Our view: Probing wave of pharmacy closures
Published 6:00 am Thursday, October 28, 2021
- U.S. Sen. Ron Wyden, D-Ore., speaks at a town hall meeting in Bend in 2018.
U.S. Sen. Ron Wyden, a Democrat representing Oregon, has some questions about the causes for a wave of pharmacy closures, most notably those in 56 Bi-Mart stores, including the stores in Baker City, La Grande, Pendleton and Hermiston.
The senator is right to ask those questions.
And although the answers he might get likely won’t resurrect any pharmacies, perhaps Wyden’s efforts can stave off future closures, particularly in rural areas such as Union County and Umatilla County, where residents have fewer options for filling prescriptions.
Wyden, who is chairman of the Senate Finance Committee, wrote a letter to Chiquita Brooks-LaSure, administrator of the Centers for Medicare and Medicaid Services, a federal agency. Wyden cited the Bi-Mart pharmacy closures, noting that pharmacies across Oregon have reported as a problem the “direct and indirect remuneration” fees imposed by Medicare Part D plans and pharmacy benefit managers — which Wyden describes as “middlemen.”
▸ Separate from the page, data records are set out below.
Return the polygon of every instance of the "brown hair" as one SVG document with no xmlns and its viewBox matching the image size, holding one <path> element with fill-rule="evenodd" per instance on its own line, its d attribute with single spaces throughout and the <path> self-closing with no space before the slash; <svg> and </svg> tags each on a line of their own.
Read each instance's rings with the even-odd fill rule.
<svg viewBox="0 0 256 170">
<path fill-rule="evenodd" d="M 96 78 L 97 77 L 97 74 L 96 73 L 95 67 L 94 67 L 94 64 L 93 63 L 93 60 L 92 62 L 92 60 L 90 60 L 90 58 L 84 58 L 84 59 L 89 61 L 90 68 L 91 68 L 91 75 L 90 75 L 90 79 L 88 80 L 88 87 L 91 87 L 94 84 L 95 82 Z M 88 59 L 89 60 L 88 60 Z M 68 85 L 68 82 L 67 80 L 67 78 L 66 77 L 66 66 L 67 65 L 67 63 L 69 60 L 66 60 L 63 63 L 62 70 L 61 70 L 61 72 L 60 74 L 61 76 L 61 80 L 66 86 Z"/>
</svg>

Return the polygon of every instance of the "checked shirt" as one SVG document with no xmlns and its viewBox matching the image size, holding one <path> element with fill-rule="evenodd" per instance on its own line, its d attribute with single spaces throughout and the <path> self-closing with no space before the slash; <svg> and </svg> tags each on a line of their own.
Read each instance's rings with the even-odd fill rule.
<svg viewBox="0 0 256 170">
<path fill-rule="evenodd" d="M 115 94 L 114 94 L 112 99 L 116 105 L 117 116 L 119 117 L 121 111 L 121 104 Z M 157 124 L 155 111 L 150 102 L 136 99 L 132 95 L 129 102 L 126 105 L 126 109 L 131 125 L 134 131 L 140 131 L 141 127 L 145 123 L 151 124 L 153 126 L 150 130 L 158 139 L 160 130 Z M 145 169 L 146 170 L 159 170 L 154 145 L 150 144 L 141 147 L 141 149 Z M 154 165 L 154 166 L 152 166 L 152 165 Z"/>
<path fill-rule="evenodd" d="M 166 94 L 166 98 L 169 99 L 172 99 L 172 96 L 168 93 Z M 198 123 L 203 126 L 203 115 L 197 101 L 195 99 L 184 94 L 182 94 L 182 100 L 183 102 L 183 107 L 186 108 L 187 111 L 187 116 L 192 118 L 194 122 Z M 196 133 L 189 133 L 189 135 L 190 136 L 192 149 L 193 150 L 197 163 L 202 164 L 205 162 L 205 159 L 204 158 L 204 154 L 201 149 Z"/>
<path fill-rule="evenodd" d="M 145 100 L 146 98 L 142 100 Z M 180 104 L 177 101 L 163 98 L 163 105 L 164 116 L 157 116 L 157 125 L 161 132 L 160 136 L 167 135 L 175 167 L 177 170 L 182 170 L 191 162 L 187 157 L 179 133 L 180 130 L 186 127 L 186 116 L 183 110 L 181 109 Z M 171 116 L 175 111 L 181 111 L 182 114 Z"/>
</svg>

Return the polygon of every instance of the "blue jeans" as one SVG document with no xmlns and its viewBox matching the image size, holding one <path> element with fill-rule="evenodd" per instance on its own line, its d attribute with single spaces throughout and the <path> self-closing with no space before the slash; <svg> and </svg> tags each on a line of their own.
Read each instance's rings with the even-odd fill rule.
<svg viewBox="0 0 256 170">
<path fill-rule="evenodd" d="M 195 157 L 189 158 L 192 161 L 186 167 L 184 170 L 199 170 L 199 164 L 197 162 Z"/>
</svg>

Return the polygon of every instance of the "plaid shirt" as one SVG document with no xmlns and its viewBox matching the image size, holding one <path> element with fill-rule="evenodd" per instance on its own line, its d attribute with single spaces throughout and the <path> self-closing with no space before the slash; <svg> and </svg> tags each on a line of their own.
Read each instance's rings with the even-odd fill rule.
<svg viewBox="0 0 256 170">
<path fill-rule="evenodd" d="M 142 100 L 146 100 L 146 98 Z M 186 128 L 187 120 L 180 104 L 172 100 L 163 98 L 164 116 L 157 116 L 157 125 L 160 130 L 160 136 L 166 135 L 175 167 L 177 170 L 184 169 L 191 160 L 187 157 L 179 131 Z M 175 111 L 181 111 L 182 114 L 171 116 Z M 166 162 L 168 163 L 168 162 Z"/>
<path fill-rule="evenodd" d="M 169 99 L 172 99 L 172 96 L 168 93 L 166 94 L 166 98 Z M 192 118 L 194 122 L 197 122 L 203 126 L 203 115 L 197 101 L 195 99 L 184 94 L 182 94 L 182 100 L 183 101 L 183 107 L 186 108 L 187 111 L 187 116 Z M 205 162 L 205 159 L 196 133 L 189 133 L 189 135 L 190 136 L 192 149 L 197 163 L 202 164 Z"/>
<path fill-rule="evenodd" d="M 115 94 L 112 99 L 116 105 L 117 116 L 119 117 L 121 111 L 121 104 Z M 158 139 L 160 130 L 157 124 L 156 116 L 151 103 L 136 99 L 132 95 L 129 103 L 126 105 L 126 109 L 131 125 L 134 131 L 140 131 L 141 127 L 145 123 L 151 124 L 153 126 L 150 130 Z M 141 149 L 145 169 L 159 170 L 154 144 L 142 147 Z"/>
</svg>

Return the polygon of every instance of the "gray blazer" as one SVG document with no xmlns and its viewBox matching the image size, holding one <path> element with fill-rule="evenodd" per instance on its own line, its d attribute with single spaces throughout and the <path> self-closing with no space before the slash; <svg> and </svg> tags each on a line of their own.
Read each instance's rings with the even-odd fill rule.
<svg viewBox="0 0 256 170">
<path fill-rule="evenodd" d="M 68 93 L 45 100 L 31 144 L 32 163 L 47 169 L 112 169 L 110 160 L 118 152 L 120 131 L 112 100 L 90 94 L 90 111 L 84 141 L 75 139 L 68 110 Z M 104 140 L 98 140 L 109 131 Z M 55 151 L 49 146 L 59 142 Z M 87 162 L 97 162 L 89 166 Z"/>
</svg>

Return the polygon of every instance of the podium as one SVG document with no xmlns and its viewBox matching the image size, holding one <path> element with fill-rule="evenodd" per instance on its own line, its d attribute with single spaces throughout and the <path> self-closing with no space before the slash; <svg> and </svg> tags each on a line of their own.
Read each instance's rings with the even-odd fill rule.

“I am deeply concerned that the rise of these fees has contributed to the permanent closure of 2,200 pharmacies nationwide between December 2017 and December 2020,” Wyden wrote in his letter to Brooks-LaSure.
The pharmacies are the casualty of a sale involving the Bi-Mart Corporation and Walgreens, one of the nation’s largest pharmacy chains. Walgreens, as part of the purchase agreement, will buy all of Bi-Mart’s pharmacies. Walgreens will operate many of Bi-Mart’s already existing pharmacies, but not at some stores, including Baker City and La Grande’s, according to Don Leber, Bi-Mart president of marketing and advertising.
Wyden also wrote these fees “can be deployed as anti-competitive tactics” by the pharmacy benefit managers — companies that manage prescription drug benefits on behalf of health insurers, Medicare Part D plans and large employers, among other clients.
Wyden is calling on the Centers for Medicare and Medicaid Services to review pharmacy closures in the U.S. over the past five years, including the nature and effect of PBM payment practices, and to use the agency’s authority to regulate their fees.
That’s a good start to addressing a problem that, if recent trends are any indication, might continue to worsen in the years ahead.